Here I will give you a description of the simple tactics from Rayon Jones

The Simple Method of Trade

I have told a lot about the effective and ineffective methods in respect to the simple logic of the tradable process. The next method is probably the most simpler and logic. Besides not many systems and methods give the results which you will see on the next pages.
This method is based on the trends and on the correction. Here are no other rules of way out except the way out at the situation of back drive and use of protective stop. If the position on some instrument is long it would stay long until the signal of turn and creation of short position appear or the signal of initialization of stop to prevent losses. The results for 8 markets are below.
The method which gives this numbers is surprisingly simple. The rules are following:

Buying:

Average on closing calculated on “X” – daily period must be higher than similar average “Y” days ago.
Price at the close must be less than similar price “Y” days ago.
Price at the close must be higher than the price on closing “Y+X” days ago.

If the all 3 conditions have been met one should buy at closing the next day.

Sale:

1. Average on closing calculated on “X” – daily period must be less than similar average “Y” days ago.
2. Price at closing must be greater than similar average “Y” days ago.
3. Price at closing must be less than price on closing “Y+X” days ago.

If the all 3 conditions have been met one should sale at opening the next day.

For example, if “X”=20 and “Y”=3 so the 20- daily average on closing must be greater (for sale) than this average calculated 3 days ago. It means that 20-daily average on closing is rising.

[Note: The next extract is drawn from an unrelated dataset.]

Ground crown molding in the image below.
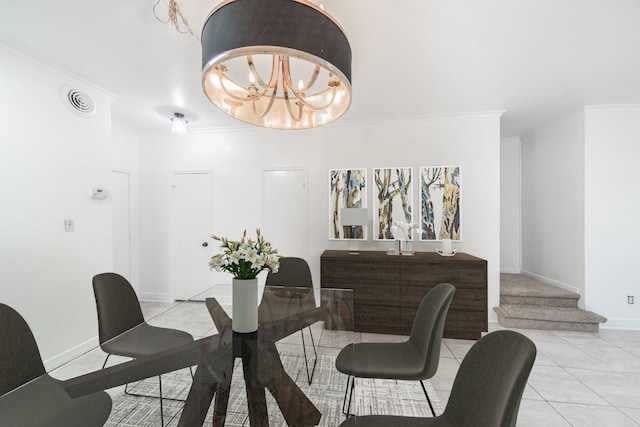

Then it is necessary that today’s price at closing was lower than the price at closing 3 days ago. It helps to define whether recoil before entrance in a market will not happen. In the end it is necessary that the price (even if it is lower than 3 days ago) was also higher than 23 days ago. This is a check-up of presence of rising sliding average. The method can work until the signal of turn will appear or if the market will go too far against the position without a signal of the turn.

That is all. Three very simple, very logical rules gave test results which indicated above. Indices are so imposing that it is not necessary to carry out more in-depth analysis to understand whether use it or not. The only question is which are “X” and “Y”? For all practical purposes “X” can be any quantity which would reflect ascending action of long-term trend. “Y” can be any number which reflects short-term recoil. Some values of “X” and “Y” will give more encouraging indexes in comparison with other values. But, as a rule, if the numbers get to the logic of the method they should give stabilized statistics.